The case most widely reported is Jamie Leigh Jones, who was the first to go public with her allegations.  In 2005, Jones was drugged and gang raped by other employees so brutally that one of her breast implants was ruptured.  She was then locked in a storage container.   Her contract had a clause requiring mandatory binding arbitration, so she had to fight to get her case heard in a US court until she finally won last September.  You can watch a video of her testimony before the House Judiciary Committee here.

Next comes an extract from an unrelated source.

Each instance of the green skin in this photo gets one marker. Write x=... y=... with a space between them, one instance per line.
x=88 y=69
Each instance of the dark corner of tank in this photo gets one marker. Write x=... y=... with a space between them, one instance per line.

Recently, former comedian turned responsible Senator Al Franken passed his first piece of legislation, banning contractors from using binding arbitration in cases of sexual assault.  30 Senators (all Republicans) were so determined to indulge in this culture of dependency that they voted against it.   Still, KBR cannot fend for itself without corporate welfare as Mother Jones reports:

On Jan. 19, KBR petitioned the Supreme Court to overturn the 5th Circuit Court of Appeals decision allowing Jones to press her case in a civil court rather than in arbitration. Among its many arguments in favor of a high court hearing: that Jones is a relentless self-promoter who has “sensationalize[d] her allegations against the KBR Defendants in the media, before the courts, and before Congress.” In its petition, KBR is clearly miffed about the Franken Amendment, which it credits Jones with getting passed. KBR also suggests that much of Jones’ story is fabricated. The company says in a footnote, “Many, if not all, of her allegations against the KBR Defenandants are demonstrably false. The KBR Defendants intend to vigorously contest Jones’s allegations and show that her claims against the KBR Defendants are factually and legally untenable.”

The amendment only applied to sexual assault, so apparently they’re incapable of preforming these tasks without the constant brutal rape, or maybe there are a more women they’ve silenced that are prepared to come forward…

UPDATE:

In light of the administration’s proposal for a three year spending freeze on everything but the Defense budget I’ll be including SEC proxy statements.